By: John Bonoff
Chances are, you’re aware that onboarding plays a big role in the health of your organization, even if you haven’t seen the numbers; numbers like 70%–the rate at which strong onboarding improves employee productivity, or 82%–the rate at which it increases retention. Yes, most leaders can discern that effective onboarding is crucial, even if they haven’t seen the statistics. And yet, only 12% of employees strongly agree that their employer nailed onboarding. Why is that? What are the challenges that make effective onboarding harder than it looks, and how can we make it easier? Let’s take a look at three common onboarding challenges, and the ways they can be overcome.
Keeping it consistent
The biggest threat to effective, scalable onboarding campaigns is inconsistent application. Different teams, onboarding at different times, across different departments, locations, and time zones require thorough logistical preparation and communication strategy from internal teams. On a smaller scale, the same onboarding program will be produced in different ways for members of the same team if the program isn’t coordinated properly with other company initiatives. The resource demand to sustain this level of synchronization is often underestimated, until it becomes overwhelming for HR and internal communications teams down the road, leading to gaps in the onboarding process and an underwhelming employee experience.

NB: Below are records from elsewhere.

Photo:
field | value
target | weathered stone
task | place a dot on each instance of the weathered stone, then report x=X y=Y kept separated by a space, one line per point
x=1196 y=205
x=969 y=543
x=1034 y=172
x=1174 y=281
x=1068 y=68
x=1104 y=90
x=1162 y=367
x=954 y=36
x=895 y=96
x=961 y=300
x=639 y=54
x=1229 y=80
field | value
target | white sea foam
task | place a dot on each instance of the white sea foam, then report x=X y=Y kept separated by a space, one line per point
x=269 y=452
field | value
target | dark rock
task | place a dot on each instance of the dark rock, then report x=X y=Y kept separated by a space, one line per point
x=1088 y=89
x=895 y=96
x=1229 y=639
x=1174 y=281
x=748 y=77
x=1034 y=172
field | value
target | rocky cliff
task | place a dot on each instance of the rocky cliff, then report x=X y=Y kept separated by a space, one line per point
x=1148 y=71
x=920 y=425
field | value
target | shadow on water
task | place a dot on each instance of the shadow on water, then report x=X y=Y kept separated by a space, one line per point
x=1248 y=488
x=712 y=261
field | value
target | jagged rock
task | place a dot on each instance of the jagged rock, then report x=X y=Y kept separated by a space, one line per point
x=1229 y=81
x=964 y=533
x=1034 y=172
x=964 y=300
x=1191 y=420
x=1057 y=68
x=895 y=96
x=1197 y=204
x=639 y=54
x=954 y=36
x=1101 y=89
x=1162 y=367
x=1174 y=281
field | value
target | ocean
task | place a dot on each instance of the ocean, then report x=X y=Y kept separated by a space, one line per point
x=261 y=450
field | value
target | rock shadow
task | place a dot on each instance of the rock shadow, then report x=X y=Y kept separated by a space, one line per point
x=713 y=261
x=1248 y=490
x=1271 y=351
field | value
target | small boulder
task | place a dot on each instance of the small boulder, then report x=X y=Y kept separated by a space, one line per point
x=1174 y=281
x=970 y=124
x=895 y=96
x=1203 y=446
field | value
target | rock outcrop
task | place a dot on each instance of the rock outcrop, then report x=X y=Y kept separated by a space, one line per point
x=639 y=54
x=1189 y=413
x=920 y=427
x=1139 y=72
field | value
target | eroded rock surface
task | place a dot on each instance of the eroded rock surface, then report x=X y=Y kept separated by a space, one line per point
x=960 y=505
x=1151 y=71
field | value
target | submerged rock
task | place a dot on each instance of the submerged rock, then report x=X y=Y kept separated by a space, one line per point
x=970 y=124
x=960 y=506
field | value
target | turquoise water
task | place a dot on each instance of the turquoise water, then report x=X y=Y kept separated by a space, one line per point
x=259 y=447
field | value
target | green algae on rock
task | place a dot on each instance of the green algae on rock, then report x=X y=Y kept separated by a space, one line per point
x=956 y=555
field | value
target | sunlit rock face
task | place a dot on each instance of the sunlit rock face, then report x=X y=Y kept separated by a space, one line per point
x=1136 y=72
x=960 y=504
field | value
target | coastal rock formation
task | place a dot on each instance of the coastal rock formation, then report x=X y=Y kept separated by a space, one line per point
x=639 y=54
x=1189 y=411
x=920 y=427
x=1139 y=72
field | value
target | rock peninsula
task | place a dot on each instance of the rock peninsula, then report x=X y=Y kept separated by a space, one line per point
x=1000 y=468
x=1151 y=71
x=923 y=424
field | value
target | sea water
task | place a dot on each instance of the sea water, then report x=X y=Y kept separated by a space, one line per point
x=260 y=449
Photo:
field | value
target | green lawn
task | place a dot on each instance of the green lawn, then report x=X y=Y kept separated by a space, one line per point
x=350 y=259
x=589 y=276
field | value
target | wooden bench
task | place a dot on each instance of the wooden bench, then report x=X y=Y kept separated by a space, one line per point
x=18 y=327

One of the easiest ways to conserve resources and build a more consistent experience for new hires is to implement a technology that can automate and enable this type of coordination. Employee communication software can provide tools like a global communications calendar, where all concurrent onboarding campaigns are visible, along with coinciding internal programs. You can plan and automate specific employee communications to ensure new hires get the right information at the right time. Simple, intuitive features like these allow leaders and their cross-functional teams to greatly reduce the resources and frequency of meetings needed to launch and sustain campaigns. Creating this program consistency by automating the onboarding schedule will produce a better experience for employees, and make it easier to scale your campaigns in the future.
Creating something repeatable
As mentioned, the demand on company resources to manually schedule and launch each onboarding campaign can get in the way of program quality and scalability. Perhaps just as intensive is the resource demand to create content and messaging for each successive onboarding program throughout the year. According to SaplingHR, the average new hire onboarding experience consists of 54 activities. With groups, or “classes” of employees starting at different times throughout the year, each requiring their own set of communications to guide them through the process, creating a new and effective onboarding experience for each group is a very tall order. When you factor in company growth and the need to scale, the order becomes impossible to fill.
To navigate this challenge, leverage technology to build and configure onboarding campaigns that can be reproduced with the click of a button. Create core content and automate communication strategy to direct resources away from continually re-creating new campaigns, toward fine-tuning what you want your employees to learn. Use event-based communication triggers to set a messaging campaign that begins on an employee’s first day, ensuring everyone starts the same way. This can be set to easily activate when a new employee’s information is added to your HRIS. Take time to ensure content and employee communications are repeatable; this raises your ceiling for company growth and helps secure positive employee experiences.
Clarifying your company brand
In research commissioned by Glassdoor, Brandon Hall Group performed a study on “The True Cost of a Bad Hire.” A bad hire is defined by the researchers as “someone who negatively impacts organizational productivity, performance, retention, and culture.” The study lays out the biggest contributors to bad hires, and unsurprisingly, “interview process” is number one. Finding a candidate with the perfect skills, experience, and values for an open position is hard, and even seasoned interviewers make mistakes. But the second biggest contributor? “Weak employer brand.”
In addition to giving employees the information they need to do their job, onboarding must include information about who and what employees are doing the job for. In the absence of a clear company identity, and by extension, clear expectations for behavior, new hires can become bad hires without even realizing it. It is on employers to use onboarding as a way to immediately clarify company brand to new hires, which, according to the study, consists of two elements: company image, which is made up of your employee value proposition, mission, and values, and reputation, in the eyes of candidates, customers, employees, and clients. Leverage content to clarify things like mission and values, which reinforce how the company sees itself. This will help to ensure that each new hire sticks around, and promotes a positive culture from within.
New hires are two times as likely to look for another opportunity following a negative onboarding experience, according to Digitate. Although compelling, it can be difficult to decide which part of this statistic you can act on, when constructing onboarding experiences. In trying to imbue your campaigns with more “positivity,” start by finding the points at which the process could be more positive for your internal teams. When do things get stressful or confusing? Where do communication breakdowns typically occur? How can you rethink the onboarding experience to make things easier and more sustainable for the entire company? Creating consistent, repeatable campaigns will free up the resources and team members that create great experiences for new employees, and ensure you continue to grow your talent pool for years to come.